Heftiges Erdbeben vor Russlands Küste löst Tsunami-Warnung für Japan und USA aus

Von Marc Kalpidis, Lars Nicolaysen, Anna Ringle, Carola Frentzen, Katharina Schröder

Moskau/Tokio/Washington - Ein schweres Erdbeben vor der russischen Halbinsel Kamtschatka hat Warnungen vor Tsunami-Wellen an den östlichen Küsten Russlands und Japans sowie in westlichen Bundesstaaten der USA ausgelöst.

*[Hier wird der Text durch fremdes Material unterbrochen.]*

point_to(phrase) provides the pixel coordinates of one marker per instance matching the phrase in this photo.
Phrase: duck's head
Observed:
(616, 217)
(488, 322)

Meterhohe Wellen brandeten an die Küste Russlands, nachdem es vor der Halbinsel Kamtschatka ein heftiges Erdbeben gegeben hatte.
Meterhohe Wellen brandeten an die Küste Russlands, nachdem es vor der Halbinsel Kamtschatka ein heftiges Erdbeben gegeben hatte.  © Uncredited/Geophysical Service of the Russian Academy of Sciences/AP/dpa

Mit einer Stärke von 8,8 war das Beben laut der US-Erdbebenwarte USGS das weltweit stärkste seit der Katastrophe von Fukushima im März 2011 - und wurde seit Beginn der Messungen überhaupt nur von fünf Beben übertroffen.

Die staatliche russische Nachrichtenagentur Tass gab die Stärke mit 8,7 an, das Deutsche Geoforschungszentrum (GFZ) in Potsdam mit 7,8. Das Zentrum des Bebens lag den Angaben zufolge in der offenen See, etwa 130 Kilometer vor der nur dünn besiedelten Küste Kamtschatkas, und relativ tief unter dem Meeresboden.

Laut der Russischen Akademie der Wissenschaften handelte es sich um das heftigste Erdbeben auf der Kamtschatka seit 1952. Mit weiteren Nachbeben sei noch etwa einen Monat lang zu rechnen, sie könnten Stärken von bis zu 7,5 erreichen.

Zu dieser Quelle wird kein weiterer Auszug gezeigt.